Melalui kehidupan bersama di asrama, siswa juga belajar menyelesaikan persoalan secara musyawarah, bekerja sama dalam berbagai kegiatan, serta membangun rasa tanggung jawab terhadap lingkungan tempat mereka tinggal. Nilai-nilai tersebut diharapkan menjadi bekal penting yang dapat diterapkan, baik selama menempuh pendidikan maupun ketika kembali ke tengah masyarakat.
Pelaksanaan Masa Perkenalan Asrama juga menjadi momentum untuk memperkenalkan budaya hidup yang sehat dan tertib. Para siswa diajak memahami pentingnya menjaga kebersihan kamar, lingkungan sekitar, serta memanfaatkan waktu secara efektif antara belajar, beristirahat, dan mengikuti kegiatan sekolah.

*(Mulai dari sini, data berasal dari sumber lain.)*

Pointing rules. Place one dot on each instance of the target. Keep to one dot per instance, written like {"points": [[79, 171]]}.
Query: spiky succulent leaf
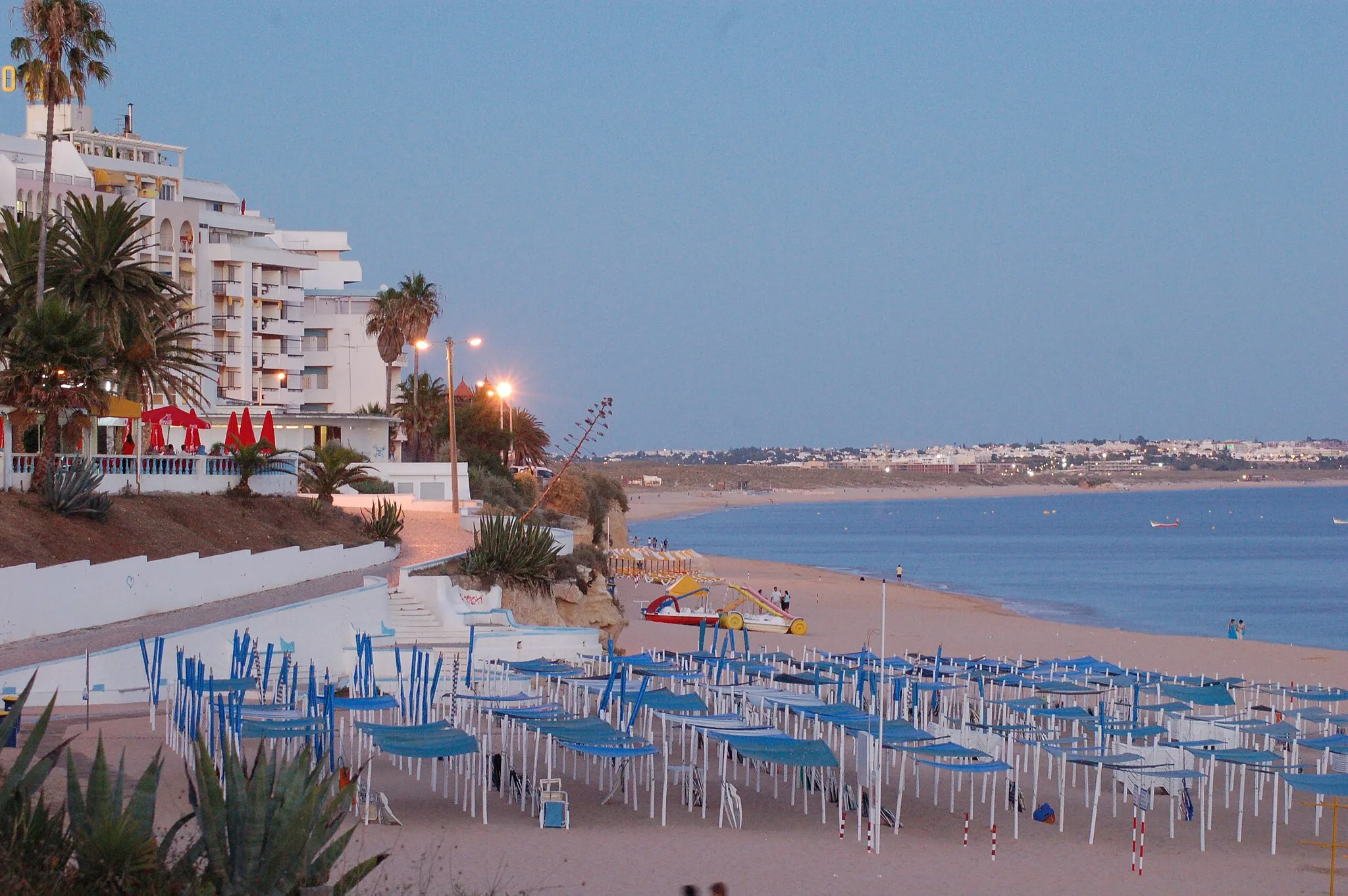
{"points": [[513, 551], [383, 520]]}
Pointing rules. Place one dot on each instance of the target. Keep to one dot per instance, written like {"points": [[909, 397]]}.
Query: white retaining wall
{"points": [[323, 630], [72, 596]]}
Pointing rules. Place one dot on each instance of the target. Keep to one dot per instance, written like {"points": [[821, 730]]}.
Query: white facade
{"points": [[343, 370], [246, 278]]}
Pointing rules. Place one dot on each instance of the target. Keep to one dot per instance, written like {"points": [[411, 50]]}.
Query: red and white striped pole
{"points": [[1142, 840], [1133, 866]]}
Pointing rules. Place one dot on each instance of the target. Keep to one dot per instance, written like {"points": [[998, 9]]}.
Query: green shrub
{"points": [[115, 847], [278, 828], [496, 492], [507, 550], [72, 491], [383, 520], [34, 845]]}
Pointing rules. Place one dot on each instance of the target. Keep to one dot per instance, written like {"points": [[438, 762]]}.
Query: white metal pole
{"points": [[879, 753]]}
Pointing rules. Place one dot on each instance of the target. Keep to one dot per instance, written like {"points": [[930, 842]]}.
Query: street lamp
{"points": [[503, 393], [454, 436], [418, 347]]}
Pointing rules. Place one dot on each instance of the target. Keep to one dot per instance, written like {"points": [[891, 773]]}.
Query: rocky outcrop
{"points": [[568, 605]]}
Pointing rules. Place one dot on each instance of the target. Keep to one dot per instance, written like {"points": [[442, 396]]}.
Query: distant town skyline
{"points": [[781, 222]]}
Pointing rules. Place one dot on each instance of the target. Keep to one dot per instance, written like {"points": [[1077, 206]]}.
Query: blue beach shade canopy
{"points": [[1332, 785]]}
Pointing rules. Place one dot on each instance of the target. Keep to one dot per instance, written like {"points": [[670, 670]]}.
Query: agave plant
{"points": [[73, 491], [34, 845], [383, 520], [115, 845], [278, 829], [513, 551]]}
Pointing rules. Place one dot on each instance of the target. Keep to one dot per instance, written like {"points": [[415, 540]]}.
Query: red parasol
{"points": [[246, 436], [269, 432], [194, 425]]}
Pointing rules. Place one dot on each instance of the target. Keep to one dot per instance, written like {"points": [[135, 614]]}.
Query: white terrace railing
{"points": [[158, 465]]}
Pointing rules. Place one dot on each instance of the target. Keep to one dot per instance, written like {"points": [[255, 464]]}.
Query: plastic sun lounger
{"points": [[554, 806]]}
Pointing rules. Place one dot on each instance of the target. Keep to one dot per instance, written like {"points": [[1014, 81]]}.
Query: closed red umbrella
{"points": [[269, 432], [194, 426], [232, 432], [246, 436]]}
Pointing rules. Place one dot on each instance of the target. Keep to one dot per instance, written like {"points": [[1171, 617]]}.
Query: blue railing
{"points": [[158, 465]]}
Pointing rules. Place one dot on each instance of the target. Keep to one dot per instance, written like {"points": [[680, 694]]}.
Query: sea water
{"points": [[1269, 555]]}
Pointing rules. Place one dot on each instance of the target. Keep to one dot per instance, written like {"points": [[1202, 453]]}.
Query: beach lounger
{"points": [[554, 806]]}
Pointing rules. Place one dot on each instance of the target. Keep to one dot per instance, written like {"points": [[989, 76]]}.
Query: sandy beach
{"points": [[657, 503], [779, 852]]}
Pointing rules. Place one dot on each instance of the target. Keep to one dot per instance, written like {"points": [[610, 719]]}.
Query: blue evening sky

Program orientasi seperti ini dinilai memiliki manfaat besar dalam mengurangi kesulitan adaptasi yang sering dialami siswa baru. Dengan mengenal lingkungan, aturan, serta penghuni asrama sejak awal, siswa dapat menjalani proses belajar dengan lebih nyaman dan percaya diri.
Keberhasilan penyelenggaraan kegiatan ini tidak terlepas dari kerja sama seluruh pihak, mulai dari pimpinan sekolah, pengelola asrama, pengurus asrama, hingga para siswa yang mengikuti seluruh rangkaian kegiatan dengan penuh disiplin. Kolaborasi tersebut menjadi cerminan komitmen SMA Negeri Meepago dalam menghadirkan lingkungan pendidikan yang aman, nyaman, dan mendukung perkembangan karakter peserta didik.
Dengan berakhirnya Masa Perkenalan Asrama, para siswa baru diharapkan telah memiliki bekal yang cukup untuk menjalani kehidupan berasrama secara mandiri. Semangat kebersamaan, kedisiplinan, tanggung jawab, serta kepedulian terhadap sesama diharapkan terus tumbuh selama mereka menempuh pendidikan di SMA Negeri Meepago.
Ke depan, pihak sekolah berharap seluruh siswa mampu memanfaatkan pengalaman hidup di asrama sebagai sarana untuk meningkatkan kualitas diri, baik dalam bidang akademik maupun pembentukan karakter. Dengan demikian, lulusan SMA Negeri Meepago tidak hanya unggul dalam prestasi belajar, tetapi juga memiliki integritas, disiplin, serta kepedulian sosial yang tinggi sebagai generasi penerus pembangunan di Papua Tengah.